Oltre un milione e quattrocentomila donne e uomini in tutta Italia, oltre 40mila in Calabria, hanno firmato i tre quesiti referendari per la ripubblicizzazione dell’acqua, promossi dal Forum Italiano dei Movimenti per l’acqua e da una grandissima coalizione sociale raccolta nel Comitato Promotore. Hanno posto la loro firma per una battaglia di civiltà, per la tutela e l’accesso universale ad un bene comune,contro ogni forma di privatizzazione e di consegna al mercato di un bene essenziale alla vita.Con la loro firma, quelle donne e quegli uomini hanno posto un’imprescindibile questione di democrazia sulla gestione di un bene fondamentale per la vita: questa importante decisione non può essere delegata ad alcuno, ma deve appartenere a tutti attraverso il referendum.
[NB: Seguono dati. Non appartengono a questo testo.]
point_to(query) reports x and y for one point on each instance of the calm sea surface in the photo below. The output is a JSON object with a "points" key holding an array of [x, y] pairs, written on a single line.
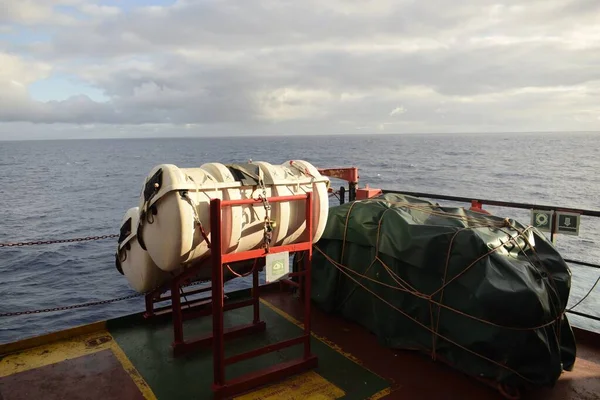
{"points": [[63, 189]]}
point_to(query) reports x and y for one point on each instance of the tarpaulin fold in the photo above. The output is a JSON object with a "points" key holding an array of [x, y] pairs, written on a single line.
{"points": [[485, 294]]}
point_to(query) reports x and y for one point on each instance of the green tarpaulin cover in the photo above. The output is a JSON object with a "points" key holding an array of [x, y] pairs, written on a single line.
{"points": [[485, 294]]}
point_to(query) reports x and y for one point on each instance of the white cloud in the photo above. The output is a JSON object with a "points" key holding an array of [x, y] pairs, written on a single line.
{"points": [[397, 110], [329, 67]]}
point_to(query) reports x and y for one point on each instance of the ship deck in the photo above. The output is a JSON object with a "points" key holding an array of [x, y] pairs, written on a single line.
{"points": [[131, 358]]}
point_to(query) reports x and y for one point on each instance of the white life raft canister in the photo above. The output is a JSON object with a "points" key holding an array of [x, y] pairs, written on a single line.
{"points": [[133, 261], [175, 208]]}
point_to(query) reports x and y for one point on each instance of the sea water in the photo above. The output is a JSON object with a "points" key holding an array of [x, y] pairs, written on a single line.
{"points": [[63, 189]]}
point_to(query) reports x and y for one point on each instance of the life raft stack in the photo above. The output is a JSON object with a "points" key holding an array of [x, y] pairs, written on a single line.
{"points": [[170, 230]]}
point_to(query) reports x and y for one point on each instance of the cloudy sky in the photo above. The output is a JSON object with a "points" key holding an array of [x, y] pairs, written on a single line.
{"points": [[122, 68]]}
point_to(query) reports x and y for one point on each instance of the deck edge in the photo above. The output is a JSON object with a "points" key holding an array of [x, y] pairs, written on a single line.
{"points": [[52, 337]]}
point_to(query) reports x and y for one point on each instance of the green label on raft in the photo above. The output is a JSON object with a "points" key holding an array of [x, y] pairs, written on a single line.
{"points": [[277, 266], [568, 223], [542, 220]]}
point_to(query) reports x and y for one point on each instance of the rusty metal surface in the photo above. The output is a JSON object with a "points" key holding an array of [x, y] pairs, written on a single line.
{"points": [[414, 375], [94, 376]]}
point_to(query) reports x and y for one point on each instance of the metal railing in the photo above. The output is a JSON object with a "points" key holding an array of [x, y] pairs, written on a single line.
{"points": [[515, 205]]}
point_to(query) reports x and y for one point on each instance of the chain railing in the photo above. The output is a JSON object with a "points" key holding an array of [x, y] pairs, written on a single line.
{"points": [[42, 242]]}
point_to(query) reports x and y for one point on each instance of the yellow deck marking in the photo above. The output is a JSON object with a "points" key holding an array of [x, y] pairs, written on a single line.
{"points": [[380, 394], [309, 385], [68, 349]]}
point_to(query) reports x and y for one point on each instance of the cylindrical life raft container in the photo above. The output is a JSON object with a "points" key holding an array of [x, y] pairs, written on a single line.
{"points": [[133, 261], [175, 208]]}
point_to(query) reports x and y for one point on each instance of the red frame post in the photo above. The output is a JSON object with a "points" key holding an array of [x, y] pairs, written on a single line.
{"points": [[221, 386]]}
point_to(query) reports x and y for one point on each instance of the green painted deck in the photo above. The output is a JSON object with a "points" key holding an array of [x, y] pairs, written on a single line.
{"points": [[147, 345], [131, 358]]}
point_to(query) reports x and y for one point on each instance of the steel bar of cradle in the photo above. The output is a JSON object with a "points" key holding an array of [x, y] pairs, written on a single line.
{"points": [[221, 386], [523, 206]]}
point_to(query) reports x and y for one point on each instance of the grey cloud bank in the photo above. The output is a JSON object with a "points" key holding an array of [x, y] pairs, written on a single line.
{"points": [[304, 67]]}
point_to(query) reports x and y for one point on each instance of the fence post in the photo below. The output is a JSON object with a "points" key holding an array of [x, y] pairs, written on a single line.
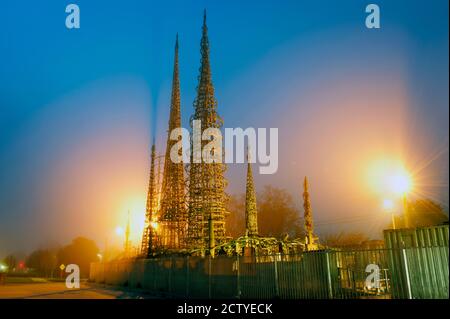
{"points": [[405, 264], [277, 290], [330, 284], [209, 276], [187, 277]]}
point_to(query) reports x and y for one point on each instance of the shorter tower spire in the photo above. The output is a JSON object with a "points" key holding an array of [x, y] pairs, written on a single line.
{"points": [[310, 245], [251, 214]]}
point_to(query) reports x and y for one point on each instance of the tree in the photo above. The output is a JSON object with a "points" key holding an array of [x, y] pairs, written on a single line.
{"points": [[82, 252], [42, 261], [277, 214]]}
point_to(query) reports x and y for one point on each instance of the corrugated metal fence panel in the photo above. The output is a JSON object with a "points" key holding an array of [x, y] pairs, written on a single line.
{"points": [[415, 272], [257, 279], [419, 262]]}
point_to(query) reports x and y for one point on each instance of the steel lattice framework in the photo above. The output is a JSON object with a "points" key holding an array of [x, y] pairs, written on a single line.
{"points": [[251, 214], [149, 238], [173, 210], [308, 215], [206, 216]]}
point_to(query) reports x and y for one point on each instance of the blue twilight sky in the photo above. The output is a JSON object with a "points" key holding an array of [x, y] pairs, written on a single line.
{"points": [[78, 108]]}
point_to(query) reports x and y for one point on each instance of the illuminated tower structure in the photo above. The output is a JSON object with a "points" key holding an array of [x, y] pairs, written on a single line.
{"points": [[251, 214], [309, 228], [173, 210], [127, 244], [148, 243], [206, 212]]}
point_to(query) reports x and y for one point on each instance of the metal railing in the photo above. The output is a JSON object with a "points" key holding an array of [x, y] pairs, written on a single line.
{"points": [[392, 273]]}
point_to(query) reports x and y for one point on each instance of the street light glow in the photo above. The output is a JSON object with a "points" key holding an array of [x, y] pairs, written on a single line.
{"points": [[388, 205], [119, 231], [389, 177], [399, 183]]}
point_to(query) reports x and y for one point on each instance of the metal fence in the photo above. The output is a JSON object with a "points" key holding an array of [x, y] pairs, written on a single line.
{"points": [[393, 273]]}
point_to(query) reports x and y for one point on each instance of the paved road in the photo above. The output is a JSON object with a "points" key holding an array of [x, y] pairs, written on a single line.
{"points": [[58, 290]]}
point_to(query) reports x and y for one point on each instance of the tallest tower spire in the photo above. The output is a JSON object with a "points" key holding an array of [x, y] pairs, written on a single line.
{"points": [[173, 209], [206, 226]]}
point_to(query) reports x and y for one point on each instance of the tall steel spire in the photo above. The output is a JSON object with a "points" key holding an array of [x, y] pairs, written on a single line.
{"points": [[173, 210], [310, 245], [251, 214], [148, 244], [206, 180]]}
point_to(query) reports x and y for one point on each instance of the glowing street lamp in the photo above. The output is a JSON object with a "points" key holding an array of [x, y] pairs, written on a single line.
{"points": [[388, 206], [400, 183]]}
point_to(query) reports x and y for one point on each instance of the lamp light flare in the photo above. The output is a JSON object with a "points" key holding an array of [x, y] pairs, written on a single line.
{"points": [[388, 205], [389, 177], [119, 231], [399, 183]]}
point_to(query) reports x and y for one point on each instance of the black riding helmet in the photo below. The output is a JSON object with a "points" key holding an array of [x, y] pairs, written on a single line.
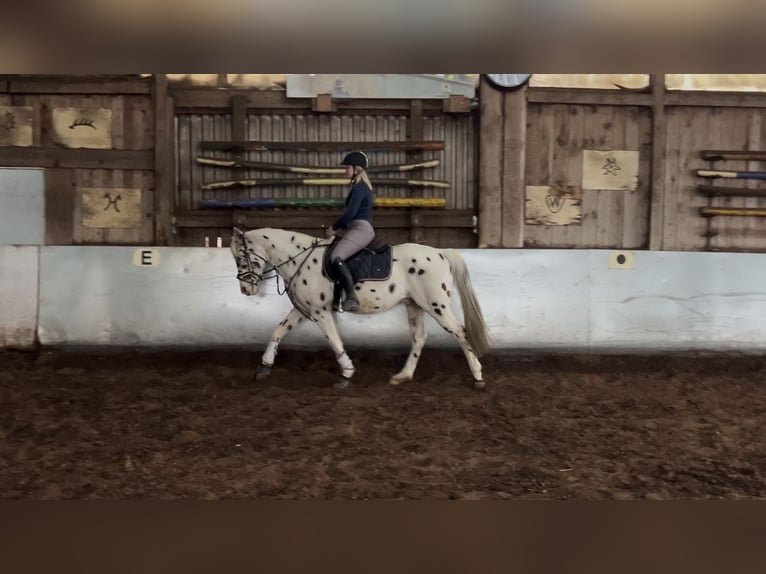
{"points": [[357, 158]]}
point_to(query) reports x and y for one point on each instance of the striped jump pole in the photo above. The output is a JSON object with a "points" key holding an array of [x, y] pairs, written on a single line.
{"points": [[322, 181], [717, 173], [270, 203], [317, 170]]}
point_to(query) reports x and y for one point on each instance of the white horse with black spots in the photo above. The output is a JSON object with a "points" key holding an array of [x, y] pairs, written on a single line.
{"points": [[422, 277]]}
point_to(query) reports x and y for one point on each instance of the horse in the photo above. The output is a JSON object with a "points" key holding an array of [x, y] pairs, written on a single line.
{"points": [[420, 276]]}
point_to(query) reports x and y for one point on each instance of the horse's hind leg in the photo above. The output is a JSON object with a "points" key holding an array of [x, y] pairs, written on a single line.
{"points": [[326, 322], [267, 361], [419, 335], [446, 318]]}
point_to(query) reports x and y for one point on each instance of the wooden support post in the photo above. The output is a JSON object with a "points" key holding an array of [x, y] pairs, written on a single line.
{"points": [[59, 206], [239, 120], [415, 129], [416, 231], [513, 180], [164, 162], [490, 166], [659, 147]]}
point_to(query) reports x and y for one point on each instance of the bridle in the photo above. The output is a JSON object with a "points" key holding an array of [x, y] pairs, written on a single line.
{"points": [[251, 276]]}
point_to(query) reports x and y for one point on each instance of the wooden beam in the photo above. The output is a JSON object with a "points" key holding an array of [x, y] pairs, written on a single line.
{"points": [[190, 99], [164, 162], [659, 145], [384, 218], [491, 143], [589, 97], [77, 158], [716, 99], [68, 85], [514, 154], [734, 155]]}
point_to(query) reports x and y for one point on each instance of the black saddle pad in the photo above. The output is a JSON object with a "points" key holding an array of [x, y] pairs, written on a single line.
{"points": [[373, 263]]}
Per questo, per non tradire la fiducia e le aspettative della popolazione, chiediamo la MORATORIA: un provvedimento di legge immediato che posticipi le scadenze previste dalla “legge Ronchi” per la soppressione degli ATO.

In Calabria, il timore non è quello di veder finire la stagione degli ATO, spesso carrozzoni buoni solo a sperperare danari pubblici, ma di andare ad una riforma del settore che porti all’accorpamento in un unico Ambito regionale. Ciò significherebbe il controllo completo del privato in un settore dove già la francese Veolia, partner della regione Calabria nell’attuale gestione, sta operando indisturbata: applicazione ai comuni di tariffe illegittime, contrazione di mutui con banche indagate per la truffa dei derivati, consulenze e appalti oggetto di inchieste da parte della Magistratura, per non parlare dello scandalo dell’approvvigionamento idrico nel vibonese, o dei diversi comuni cui la Sorical-Veolia sta imponendo contratti capestro, pena la riduzione delle forniture per debiti pregressi.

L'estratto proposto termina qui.